Vor den Bundestagswahlen hatte Merz im Interview der Jüdischen Allgemeinen erklärt: »Unter meiner Führung wird der israelische Ministerpräsident unbehelligt nach Deutschland reisen können. Ich werde Mittel und Wege finden, das zu ermöglichen. An der engen Verbindung zu Israel lassen wir als CDU zu keinem Zeitpunkt irgendeinen Zweifel.«

Prüfung »innerstaatlicher Schritte«

Auch hatte Merz den ICC in dem Gespräch kritisiert: »Der Internationale Strafgerichtshof ist einst gegen autoritäre Staaten mit demokratisch nicht legitimierten Regierungen gegründet worden. Israel ist die einzige Demokratie im gesamten Nahen und Mittleren Osten.
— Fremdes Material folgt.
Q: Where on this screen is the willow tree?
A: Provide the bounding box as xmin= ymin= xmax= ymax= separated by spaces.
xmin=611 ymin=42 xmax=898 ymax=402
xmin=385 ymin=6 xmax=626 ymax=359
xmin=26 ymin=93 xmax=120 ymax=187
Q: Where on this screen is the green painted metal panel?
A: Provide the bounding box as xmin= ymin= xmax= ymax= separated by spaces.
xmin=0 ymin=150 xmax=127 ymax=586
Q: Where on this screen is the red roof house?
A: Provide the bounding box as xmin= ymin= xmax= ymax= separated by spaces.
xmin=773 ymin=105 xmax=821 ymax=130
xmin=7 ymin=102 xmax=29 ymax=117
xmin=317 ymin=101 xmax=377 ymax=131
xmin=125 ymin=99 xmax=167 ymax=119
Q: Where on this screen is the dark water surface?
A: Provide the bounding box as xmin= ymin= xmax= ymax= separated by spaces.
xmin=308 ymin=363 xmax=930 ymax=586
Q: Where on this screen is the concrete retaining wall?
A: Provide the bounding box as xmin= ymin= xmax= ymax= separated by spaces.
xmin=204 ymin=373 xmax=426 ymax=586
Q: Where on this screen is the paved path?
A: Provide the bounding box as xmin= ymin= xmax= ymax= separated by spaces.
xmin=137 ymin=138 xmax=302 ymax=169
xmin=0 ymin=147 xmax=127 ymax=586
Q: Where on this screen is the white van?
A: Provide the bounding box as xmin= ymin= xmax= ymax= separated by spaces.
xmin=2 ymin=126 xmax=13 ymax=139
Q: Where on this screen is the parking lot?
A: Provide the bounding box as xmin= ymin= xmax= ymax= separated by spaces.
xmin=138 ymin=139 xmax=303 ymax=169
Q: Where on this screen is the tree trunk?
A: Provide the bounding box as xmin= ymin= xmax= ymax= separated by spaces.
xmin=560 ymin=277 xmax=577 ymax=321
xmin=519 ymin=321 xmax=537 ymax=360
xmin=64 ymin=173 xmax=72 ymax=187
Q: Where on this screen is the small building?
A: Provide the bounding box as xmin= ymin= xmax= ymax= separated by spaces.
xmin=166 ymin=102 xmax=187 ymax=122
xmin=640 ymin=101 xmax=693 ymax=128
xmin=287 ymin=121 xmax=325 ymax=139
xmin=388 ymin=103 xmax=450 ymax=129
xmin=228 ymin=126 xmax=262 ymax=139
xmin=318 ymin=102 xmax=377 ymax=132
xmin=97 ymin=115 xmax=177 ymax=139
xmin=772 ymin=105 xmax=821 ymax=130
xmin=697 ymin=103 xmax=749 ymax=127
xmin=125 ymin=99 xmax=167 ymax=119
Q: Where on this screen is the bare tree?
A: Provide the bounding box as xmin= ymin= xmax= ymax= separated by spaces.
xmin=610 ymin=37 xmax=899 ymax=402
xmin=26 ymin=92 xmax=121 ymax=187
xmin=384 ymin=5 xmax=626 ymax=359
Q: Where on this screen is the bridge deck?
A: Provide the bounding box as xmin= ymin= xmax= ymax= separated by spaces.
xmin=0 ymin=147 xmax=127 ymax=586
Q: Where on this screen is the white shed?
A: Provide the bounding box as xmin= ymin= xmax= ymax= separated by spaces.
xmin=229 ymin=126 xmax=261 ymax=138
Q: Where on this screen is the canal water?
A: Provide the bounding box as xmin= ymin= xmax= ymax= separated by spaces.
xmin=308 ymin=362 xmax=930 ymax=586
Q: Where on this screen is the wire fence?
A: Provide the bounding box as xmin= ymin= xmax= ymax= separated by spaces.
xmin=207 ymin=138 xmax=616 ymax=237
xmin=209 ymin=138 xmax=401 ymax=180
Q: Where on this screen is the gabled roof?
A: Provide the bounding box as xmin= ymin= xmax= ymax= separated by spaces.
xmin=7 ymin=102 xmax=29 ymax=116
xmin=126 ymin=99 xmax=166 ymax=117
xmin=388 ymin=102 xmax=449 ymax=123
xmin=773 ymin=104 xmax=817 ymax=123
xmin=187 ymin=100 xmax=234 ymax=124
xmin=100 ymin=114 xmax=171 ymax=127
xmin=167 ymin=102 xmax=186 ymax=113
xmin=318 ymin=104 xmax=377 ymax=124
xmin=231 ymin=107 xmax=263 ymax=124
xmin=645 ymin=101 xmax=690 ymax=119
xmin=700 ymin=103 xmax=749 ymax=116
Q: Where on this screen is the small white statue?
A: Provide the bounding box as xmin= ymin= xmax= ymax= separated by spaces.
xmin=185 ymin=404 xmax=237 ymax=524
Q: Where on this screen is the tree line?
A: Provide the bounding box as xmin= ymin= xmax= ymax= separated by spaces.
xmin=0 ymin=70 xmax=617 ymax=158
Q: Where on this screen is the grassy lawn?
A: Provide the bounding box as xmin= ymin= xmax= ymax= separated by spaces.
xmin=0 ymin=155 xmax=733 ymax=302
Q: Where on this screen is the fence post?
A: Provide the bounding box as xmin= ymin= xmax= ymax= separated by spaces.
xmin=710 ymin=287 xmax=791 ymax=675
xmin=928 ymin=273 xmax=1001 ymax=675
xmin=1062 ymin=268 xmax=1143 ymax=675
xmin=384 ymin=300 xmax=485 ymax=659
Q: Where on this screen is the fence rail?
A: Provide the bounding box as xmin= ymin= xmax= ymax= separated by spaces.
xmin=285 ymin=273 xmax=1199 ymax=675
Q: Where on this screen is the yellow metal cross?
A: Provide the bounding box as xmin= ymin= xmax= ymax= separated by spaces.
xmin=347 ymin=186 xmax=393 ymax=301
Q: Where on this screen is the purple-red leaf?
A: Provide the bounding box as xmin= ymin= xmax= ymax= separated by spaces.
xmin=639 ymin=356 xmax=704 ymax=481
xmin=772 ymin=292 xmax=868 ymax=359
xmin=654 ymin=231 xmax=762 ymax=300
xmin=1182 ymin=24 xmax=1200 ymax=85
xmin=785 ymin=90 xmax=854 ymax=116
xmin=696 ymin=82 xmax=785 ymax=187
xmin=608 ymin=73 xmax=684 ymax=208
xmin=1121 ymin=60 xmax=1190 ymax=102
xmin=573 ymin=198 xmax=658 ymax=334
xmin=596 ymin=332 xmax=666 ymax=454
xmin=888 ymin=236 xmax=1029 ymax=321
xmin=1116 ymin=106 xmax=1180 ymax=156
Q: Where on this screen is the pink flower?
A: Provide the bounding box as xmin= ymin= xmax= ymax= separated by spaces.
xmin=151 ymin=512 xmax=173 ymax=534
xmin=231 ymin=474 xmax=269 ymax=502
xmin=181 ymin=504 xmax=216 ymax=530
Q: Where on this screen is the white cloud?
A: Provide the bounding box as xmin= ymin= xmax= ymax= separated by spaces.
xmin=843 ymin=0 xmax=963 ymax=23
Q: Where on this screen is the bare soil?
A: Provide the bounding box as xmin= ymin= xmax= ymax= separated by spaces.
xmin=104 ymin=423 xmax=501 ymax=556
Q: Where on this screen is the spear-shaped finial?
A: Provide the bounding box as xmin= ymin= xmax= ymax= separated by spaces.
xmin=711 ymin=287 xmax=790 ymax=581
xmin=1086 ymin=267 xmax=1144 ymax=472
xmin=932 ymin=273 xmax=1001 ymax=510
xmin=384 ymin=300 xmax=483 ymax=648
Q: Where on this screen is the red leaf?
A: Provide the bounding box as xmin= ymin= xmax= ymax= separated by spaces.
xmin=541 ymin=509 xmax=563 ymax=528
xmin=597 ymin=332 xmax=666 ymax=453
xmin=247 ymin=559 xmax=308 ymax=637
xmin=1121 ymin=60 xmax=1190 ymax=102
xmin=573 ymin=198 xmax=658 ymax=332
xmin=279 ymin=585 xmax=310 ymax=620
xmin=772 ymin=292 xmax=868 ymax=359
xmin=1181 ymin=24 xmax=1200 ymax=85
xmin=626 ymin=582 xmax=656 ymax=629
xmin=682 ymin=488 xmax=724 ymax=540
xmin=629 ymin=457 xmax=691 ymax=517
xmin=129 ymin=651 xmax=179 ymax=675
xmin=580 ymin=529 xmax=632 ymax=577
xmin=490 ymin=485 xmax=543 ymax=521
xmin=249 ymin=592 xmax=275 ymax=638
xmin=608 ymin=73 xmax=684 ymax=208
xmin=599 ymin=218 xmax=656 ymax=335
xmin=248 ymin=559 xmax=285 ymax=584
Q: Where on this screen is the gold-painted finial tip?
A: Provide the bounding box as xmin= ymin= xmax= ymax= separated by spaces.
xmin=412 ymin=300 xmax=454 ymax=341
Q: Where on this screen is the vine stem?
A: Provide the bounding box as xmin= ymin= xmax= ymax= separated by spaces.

Es ist unvorstellbar, dass ein Repräsentant dieses Staates nun ausgerechnet wegen einer Entscheidung des Internationalen Strafgerichtshofs nicht mehr in die Staaten der Europäischen Union einreisen können soll.«

Fischer sieht dies ähnlich. Er bezeichnete gegenüber dem »Stern« den Gedanken als »abwegig«, Netanjahu die Einreise zu verweigern oder ihn strafrechtlich zu verfolgen. »Sollte Deutschland dem israelischen Premier sagen, du darfst die deutsche Grenze nicht überschreiten? Allein die Vorstellung ist doch absurd«, so der erste grüne Außenminister der Bundesrepublik.

Lesen Sie auch

Die Ansichten von Fischer und Merz unterscheiden sich von der Position der aktuellen Bundesregierung von Kanzler Olaf Scholz (SPD). Im November hatte Regierungssprecher Steffen Hebestreit in Zusammenhang mit dem Haftbefehl erklärt: »Wir halten uns an Recht und Gesetz.« Ihm zufolge werden »innerstaatliche Schritte« erst geprüft, wenn sich ein Besuch Netanjahus in Deutschland anbahnt.

Auf eine Stufe gestellt

Dies könnte der Fall sein, wenn bald die neue Regierung unter dem voraussichtlichen nächsten Bundeskanzler Merz im Amt ist. Bei einem Telefonat sprach er gegenüber Netanjahu nach Auskunft aus dessen Büro eine Quasi-Einladung nach Berlin aus. Konkret hieß es, Merz habe ihm »als offene Herausforderung gegen die skandalöse Entscheidung des Internationalen Strafgerichtshofs, den Ministerpräsidenten als Kriegsverbrecher zu bezeichnen«, eine Einladung in Aussicht gestellt.

Auch gegen Netanjahus damaligen Verteidigungsminister Yoav Gallant sowie gegen Hamas-Anführer Mohammed Deif hatte der ICC Haftbefehle erlassen. Israels Präsident Isaac Herzog und westliche Staaten kritisierten, der Strafgerichtshof habe führende Regierungsmitglieder des demokratischen Staates Israel mit Terrorführern auf eine Stufe gestellt.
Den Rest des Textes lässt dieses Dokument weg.